Facing the online world: Moli, a recently launched social-networking site, allows users to make profiles to represent different aspects of their personality. In the image above, a Roman coin depicts Janus, the Roman god of gates and doors, whose two faces, pointed in opposite directions, represent the transition between two times or places. Credit: Kunsthistorisches Museum, Wien |
Online social networks have allowed people to easily stay in touch with large groups of friends, but the flip side has been well publicized. Some users have struggled over what to do when certain people--such as a boss or an ex-boyfriend--ask to be listed as a friend on their profile. Adding someone as a friend gives him access to the user's profile, photos, and daily musings. Worries about privacy were renewed recently when Facebook's Beacon advertising initiative began broadcasting information about users' purchasing habits throughout its networks. (See "Evolving Privacy Concerns.") Now Moli, a recently launched social-networking site, aims to win over concerned users. President and COO Judy Balint says that the site is intended for a more mature audience than the teenagers targeted by many social-networking websites. Directed at users who are trying to balance personal and professional networks, Moli offers multiple profiles--with different privacy settings--within one account.
"As we get a little bit older in our lives, none of us have the time anymore to spend going to 5, 10, or 15 different sites," Balint says. "So what we tried to do was combine the functionality into one account, so that you can go there and do everything that you need."
Users of Moli can set up as many profiles as they want, and they can choose to make them public, private, or hidden. Anyone, whether he has signed up for Moli or not, can search for and view a public profile. A private profile will show up on searches, but to access it, a user must be a member of Moli and must have approval from the profile's owner. A hidden profile is invisible in searches and can only be viewed by people invited by the owner. Balint says that users are free to set up multiple profiles of various types, with the requirement that they must designate at least one public profile.
Balint says that the site is also intended to appeal to small-business owners, who can use it to set up an intranet and extranet for free. For a fee, businesses can run a store through Moli.
Alessandro Acquisti, an assistant professor in information systems and public policy at Carnegie Mellon University, says that, while it's not clear how people will behave on Moli, his research has shown increasing attention to privacy among Facebook users. Studies that he performed on Facebook privacy settings in 2005 and 2006 showed that the vast majority of users left the defaults in place. However, more recent studies have shown that users are now much more likely to adjust those settings than they were in the past. "It's probably because of media attention [to privacy concerns], and more mature people coming into Facebook, and because more time using the technology makes people more sophisticated about data," Acquisti says. However, he notes that, although users may be getting savvier about online privacy, a social network geared toward privacy will still be made or broken by whether it can attract a critical mass of users to the network in the first place.
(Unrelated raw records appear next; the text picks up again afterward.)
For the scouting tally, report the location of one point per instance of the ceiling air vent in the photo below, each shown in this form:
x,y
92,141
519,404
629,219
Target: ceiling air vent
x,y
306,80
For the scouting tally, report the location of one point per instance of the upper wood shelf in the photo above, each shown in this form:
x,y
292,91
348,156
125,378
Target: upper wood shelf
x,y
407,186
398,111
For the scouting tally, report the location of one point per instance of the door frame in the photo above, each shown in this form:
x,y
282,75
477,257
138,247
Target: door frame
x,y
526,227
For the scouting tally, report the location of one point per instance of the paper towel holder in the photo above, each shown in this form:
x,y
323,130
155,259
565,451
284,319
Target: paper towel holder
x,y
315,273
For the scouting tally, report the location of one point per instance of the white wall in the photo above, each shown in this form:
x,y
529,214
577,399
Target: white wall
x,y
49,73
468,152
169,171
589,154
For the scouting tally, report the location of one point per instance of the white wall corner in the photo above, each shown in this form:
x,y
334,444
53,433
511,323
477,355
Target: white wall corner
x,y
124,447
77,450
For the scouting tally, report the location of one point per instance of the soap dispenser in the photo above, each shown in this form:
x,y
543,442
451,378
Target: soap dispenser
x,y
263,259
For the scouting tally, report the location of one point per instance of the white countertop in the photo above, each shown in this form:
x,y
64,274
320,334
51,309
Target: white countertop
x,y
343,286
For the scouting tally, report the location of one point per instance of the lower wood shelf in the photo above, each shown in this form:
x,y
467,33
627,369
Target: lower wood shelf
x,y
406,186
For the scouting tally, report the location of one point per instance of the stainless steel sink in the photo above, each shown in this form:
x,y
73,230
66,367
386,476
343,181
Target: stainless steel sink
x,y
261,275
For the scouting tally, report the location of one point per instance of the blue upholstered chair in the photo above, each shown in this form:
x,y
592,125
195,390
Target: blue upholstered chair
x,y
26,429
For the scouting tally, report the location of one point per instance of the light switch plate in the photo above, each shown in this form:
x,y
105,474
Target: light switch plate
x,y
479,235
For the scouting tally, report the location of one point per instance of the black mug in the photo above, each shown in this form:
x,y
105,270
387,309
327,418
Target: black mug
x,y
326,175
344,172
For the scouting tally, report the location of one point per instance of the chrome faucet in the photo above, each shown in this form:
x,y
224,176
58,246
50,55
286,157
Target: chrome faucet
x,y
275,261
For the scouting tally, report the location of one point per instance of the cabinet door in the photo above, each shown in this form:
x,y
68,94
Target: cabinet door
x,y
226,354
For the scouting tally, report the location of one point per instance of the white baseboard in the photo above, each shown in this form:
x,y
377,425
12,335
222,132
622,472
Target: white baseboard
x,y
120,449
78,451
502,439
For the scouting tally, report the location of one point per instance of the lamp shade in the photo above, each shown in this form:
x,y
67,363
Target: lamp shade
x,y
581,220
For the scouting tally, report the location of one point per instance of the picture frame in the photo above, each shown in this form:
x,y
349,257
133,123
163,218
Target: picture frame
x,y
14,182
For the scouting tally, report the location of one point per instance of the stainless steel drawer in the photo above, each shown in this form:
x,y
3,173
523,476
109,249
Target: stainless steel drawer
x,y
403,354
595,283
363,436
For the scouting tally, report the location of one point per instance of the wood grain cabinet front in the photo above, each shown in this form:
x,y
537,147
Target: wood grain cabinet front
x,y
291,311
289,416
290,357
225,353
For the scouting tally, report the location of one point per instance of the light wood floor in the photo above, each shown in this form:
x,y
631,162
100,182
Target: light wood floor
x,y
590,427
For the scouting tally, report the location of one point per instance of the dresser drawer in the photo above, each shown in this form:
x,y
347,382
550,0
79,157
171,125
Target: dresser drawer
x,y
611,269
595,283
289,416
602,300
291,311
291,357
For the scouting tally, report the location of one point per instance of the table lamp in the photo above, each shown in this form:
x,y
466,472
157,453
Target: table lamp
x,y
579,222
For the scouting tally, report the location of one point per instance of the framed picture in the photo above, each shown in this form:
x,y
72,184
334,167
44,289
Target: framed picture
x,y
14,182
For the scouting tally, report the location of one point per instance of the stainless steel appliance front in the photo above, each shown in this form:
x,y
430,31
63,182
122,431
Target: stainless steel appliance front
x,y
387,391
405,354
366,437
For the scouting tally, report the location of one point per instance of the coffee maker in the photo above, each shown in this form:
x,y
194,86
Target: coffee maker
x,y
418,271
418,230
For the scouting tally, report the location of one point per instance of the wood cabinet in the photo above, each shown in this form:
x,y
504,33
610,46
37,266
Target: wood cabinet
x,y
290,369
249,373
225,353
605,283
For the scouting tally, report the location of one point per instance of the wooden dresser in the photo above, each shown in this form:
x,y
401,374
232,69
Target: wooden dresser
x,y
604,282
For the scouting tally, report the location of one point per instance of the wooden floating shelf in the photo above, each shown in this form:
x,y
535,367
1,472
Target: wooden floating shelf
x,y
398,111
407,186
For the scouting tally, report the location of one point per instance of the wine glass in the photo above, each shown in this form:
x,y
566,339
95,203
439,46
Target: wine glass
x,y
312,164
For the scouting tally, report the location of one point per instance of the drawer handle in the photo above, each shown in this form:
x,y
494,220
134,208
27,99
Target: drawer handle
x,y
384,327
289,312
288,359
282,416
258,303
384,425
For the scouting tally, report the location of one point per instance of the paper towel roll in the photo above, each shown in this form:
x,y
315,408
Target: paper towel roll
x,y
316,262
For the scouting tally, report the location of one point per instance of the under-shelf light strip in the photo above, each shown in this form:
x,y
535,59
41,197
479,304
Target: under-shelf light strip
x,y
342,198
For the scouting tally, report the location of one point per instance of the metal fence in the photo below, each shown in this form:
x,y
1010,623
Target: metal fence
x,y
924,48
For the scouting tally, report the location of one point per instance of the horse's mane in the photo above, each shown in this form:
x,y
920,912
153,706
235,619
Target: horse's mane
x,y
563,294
Michael Zimmer, a fellow at the Information Society Project at Yale Law School, says that he thinks the type of privacy controls offered by Moli will be useful to a certain part of the population. "I'm sort of surprised that it's taken someone this long to let me, through one login, manage multiple identities and personas online," he says. Zimmer notes that it's important for users to feel at ease with privacy controls: he says that he considers some of Facebook's controls, for example, too complex for many users. However, he says, managing who sees what profile information is only "one half of the coin." The other half, as brought out by Beacon, involves what information the site itself has about users, and what the company does with that information. He notes that Moli's strengths in terms of profile management may lead users to trust the site with more personal information than they might otherwise give, and the company would have that information linked to a common e-mail and a common login. Zimmer says that for maximum privacy control, he would like a site to allow him to view what data is being stored about him and to opt in and out.
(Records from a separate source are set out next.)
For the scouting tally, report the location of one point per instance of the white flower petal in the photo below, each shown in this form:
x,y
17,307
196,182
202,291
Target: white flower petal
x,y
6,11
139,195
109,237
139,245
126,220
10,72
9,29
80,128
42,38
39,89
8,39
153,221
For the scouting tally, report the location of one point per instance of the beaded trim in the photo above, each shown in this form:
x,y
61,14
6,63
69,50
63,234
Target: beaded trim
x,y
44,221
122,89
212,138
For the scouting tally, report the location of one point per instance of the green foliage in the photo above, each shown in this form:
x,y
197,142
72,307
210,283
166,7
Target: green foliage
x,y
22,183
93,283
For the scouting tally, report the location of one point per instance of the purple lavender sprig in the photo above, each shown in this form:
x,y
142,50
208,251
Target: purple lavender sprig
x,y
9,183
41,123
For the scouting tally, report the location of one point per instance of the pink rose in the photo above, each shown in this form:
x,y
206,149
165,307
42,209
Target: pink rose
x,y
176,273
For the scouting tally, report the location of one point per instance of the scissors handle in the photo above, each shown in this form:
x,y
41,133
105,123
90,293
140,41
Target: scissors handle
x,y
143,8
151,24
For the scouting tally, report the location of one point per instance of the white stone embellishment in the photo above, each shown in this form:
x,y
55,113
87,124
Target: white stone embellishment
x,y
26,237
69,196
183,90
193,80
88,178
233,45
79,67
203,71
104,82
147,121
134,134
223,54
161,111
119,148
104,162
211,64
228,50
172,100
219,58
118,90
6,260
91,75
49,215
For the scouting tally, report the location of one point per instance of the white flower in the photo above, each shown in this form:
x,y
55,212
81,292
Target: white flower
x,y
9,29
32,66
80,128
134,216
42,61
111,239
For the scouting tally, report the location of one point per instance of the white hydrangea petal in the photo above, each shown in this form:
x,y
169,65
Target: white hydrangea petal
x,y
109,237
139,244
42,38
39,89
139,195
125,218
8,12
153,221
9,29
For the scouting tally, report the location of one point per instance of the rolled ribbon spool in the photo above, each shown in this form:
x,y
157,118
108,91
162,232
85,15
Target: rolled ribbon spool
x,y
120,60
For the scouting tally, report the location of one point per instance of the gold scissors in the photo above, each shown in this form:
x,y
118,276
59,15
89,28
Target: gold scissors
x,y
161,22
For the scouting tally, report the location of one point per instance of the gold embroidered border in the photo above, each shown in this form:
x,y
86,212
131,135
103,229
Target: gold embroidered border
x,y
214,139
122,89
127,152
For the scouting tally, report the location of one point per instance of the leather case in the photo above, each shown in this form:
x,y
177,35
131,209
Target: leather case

While Moli does store demographic information about users' activities on the site, Balint says that information is not stored in a personally identifiable way. The site keeps track of how many users of a certain age, for example, access a profile. Users (particularly small-business owners marketing through Moli) can also access this basic demographic data. Balint says that the company developed its own technology to extract demographic data from people visiting profiles without also extracting personally identifiable data. For example, she says, the company keeps statistics on how many females visit a profile, and how many people visit who are in their late twenties, but it does not combine the variables.
Moli recently announced nearly $30 million in new funding from a group of private investors. The company plans to make money through advertising, as well as through small monthly fees paid for premium services, such as the checkout option for small-business owners.